The four-time world champion has struggled to get back to her best since then, and a ‘‘challenging 2015'' resulted in her losing for the first time in 56 meetings.
But Cowan said rehab had gone well and Adams and her team were comfortable with how she was tracking less than seven months out from the Rio Olympics.‘‘We've been very conservative in approach,'' Cowan said.
‘‘Just making sure that things are progressing how they should be.''Adams won the national shot put title the most recent time the championships were held in Dunedin, in 2011, with a 20.54m put.
Cowan said Adams was a fan of competing in the national championships and ‘‘hated'' seeing last year's women's final won with a 15.03m put.
After competing in Dunedin, she will head to Portland, United States, for the world indoor championships at the end of March. She won the world indoor title in 2008, 2012 and 2014.
Adams will then compete and train in Europe to complete her preparation for the Olympics, which start on August 5.
But while Adams is set to compete in Dunedin, 1500m specialist Willis has confirmed he will skip the national championships to gear up for the world indoor championships.
Willis (32) has ‘‘unfinished business'' in the world indoor championships, after he was disqualified for stepping inside the track about 80m from the finish-line two years ago in Poland.
While the national track and field championships double as a compulsory Olympic qualifier, athletes that have already qualified for Rio can be granted an exemption from Athletics New Zealand.
‘‘It's sad that I'm not going to be able to make it down there.

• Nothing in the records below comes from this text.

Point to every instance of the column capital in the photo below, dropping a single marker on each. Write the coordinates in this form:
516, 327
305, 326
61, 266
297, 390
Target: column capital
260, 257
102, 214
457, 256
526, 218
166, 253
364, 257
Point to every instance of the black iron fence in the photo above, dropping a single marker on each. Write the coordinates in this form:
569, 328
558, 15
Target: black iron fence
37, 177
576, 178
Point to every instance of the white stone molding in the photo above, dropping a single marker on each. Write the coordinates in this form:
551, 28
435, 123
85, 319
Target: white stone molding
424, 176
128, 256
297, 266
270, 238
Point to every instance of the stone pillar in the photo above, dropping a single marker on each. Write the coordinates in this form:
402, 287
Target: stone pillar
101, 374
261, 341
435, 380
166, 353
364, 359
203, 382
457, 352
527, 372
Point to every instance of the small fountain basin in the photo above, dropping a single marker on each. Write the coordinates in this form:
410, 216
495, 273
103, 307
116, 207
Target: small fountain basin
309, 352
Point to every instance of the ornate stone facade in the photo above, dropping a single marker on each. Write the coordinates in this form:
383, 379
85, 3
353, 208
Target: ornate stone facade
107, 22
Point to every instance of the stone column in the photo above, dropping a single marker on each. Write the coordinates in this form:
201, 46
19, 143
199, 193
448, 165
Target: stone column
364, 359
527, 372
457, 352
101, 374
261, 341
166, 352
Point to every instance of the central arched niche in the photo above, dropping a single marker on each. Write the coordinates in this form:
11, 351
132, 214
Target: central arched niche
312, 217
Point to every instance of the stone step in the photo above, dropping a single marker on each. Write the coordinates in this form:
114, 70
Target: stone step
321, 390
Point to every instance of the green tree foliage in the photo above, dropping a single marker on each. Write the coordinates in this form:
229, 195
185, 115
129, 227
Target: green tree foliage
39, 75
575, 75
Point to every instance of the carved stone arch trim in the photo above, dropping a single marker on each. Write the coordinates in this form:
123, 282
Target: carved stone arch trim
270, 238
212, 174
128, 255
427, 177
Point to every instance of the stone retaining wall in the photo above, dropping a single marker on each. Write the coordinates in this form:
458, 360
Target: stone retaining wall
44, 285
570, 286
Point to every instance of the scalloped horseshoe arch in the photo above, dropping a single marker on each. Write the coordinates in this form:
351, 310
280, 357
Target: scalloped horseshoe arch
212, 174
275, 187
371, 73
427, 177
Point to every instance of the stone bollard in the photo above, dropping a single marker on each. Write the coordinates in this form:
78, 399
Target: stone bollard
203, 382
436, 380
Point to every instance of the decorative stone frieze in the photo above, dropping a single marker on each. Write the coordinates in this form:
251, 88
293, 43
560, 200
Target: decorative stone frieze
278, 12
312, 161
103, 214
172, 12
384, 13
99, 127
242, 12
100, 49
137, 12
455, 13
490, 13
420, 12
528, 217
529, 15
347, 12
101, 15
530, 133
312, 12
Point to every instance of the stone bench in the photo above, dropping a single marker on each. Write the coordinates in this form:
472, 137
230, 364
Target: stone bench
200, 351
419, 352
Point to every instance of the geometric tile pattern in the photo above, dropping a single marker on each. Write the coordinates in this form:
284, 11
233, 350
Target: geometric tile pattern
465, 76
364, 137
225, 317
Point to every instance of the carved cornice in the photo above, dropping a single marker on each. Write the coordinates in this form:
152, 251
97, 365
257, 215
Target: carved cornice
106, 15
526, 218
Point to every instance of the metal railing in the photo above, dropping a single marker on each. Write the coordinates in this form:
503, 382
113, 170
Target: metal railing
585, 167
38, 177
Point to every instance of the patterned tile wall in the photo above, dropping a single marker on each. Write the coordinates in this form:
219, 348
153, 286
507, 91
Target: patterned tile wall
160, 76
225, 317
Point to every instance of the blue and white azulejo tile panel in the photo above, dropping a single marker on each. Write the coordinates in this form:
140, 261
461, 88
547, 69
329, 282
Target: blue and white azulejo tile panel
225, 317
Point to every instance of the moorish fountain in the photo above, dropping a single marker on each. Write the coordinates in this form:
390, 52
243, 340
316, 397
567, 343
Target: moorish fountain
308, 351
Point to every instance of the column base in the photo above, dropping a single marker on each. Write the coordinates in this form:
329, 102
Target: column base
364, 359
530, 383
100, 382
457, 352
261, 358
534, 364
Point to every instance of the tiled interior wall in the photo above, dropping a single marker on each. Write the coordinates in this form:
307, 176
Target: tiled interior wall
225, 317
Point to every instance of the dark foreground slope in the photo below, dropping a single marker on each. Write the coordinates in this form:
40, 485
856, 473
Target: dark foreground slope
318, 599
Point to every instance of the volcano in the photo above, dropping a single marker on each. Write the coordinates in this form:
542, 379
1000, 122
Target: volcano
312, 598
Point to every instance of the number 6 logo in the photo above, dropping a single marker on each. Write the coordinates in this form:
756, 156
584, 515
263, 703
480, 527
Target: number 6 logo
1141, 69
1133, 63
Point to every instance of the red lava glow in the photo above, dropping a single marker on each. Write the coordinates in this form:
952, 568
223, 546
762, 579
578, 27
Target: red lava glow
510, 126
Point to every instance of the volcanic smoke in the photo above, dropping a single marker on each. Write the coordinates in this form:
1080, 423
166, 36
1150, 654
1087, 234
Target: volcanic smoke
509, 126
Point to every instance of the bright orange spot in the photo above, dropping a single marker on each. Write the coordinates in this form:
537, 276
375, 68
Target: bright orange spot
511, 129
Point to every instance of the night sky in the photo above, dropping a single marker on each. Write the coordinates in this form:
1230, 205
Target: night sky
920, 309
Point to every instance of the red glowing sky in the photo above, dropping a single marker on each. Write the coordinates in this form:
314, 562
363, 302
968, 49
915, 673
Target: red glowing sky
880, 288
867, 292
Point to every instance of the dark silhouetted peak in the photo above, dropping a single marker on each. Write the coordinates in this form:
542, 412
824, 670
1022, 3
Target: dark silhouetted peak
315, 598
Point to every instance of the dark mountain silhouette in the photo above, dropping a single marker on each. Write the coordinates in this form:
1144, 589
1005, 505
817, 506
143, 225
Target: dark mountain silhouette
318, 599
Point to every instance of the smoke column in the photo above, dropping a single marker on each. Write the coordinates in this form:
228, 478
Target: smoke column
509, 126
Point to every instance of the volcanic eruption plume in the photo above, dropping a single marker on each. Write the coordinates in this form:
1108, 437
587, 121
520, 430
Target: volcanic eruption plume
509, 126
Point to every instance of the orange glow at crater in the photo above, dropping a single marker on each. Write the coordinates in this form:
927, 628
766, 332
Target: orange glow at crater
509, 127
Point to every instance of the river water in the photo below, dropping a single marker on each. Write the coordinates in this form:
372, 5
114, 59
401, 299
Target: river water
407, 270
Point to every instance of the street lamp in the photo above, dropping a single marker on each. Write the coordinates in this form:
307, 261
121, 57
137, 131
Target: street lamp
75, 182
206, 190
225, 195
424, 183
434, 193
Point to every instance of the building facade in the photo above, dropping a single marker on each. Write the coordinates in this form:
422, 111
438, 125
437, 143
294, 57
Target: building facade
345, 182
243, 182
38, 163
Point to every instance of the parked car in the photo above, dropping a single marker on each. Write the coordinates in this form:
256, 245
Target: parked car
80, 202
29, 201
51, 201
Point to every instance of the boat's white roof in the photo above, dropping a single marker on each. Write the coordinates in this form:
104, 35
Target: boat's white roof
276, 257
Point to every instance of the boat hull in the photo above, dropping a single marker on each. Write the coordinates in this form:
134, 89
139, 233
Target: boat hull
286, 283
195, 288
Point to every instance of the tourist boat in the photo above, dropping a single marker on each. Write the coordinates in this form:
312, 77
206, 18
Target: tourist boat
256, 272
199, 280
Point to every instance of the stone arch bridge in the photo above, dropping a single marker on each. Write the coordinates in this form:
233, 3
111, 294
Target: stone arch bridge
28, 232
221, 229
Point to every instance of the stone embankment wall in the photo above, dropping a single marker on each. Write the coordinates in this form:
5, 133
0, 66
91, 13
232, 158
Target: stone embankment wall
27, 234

I've got a lot of friends that will be racing in it,'' Willis told the Otago Daily Times.
‘‘I ran the 5000m down there [in 2011] when the tents were blowing over. There were some big gusts, not that I'm not used to that coming from Wellington.''
Willis, who is now based in the United States, has been in New Zealand for almost two months and said it was time for him, his wife, Sierra, and son Lachlan to stop living out of a suitcase.
He and his family arrived in Wanaka yesterday for a training camp, before he runs the Christchurch street mile tomorrow week.
Willis will leave to the United States on Saturday week.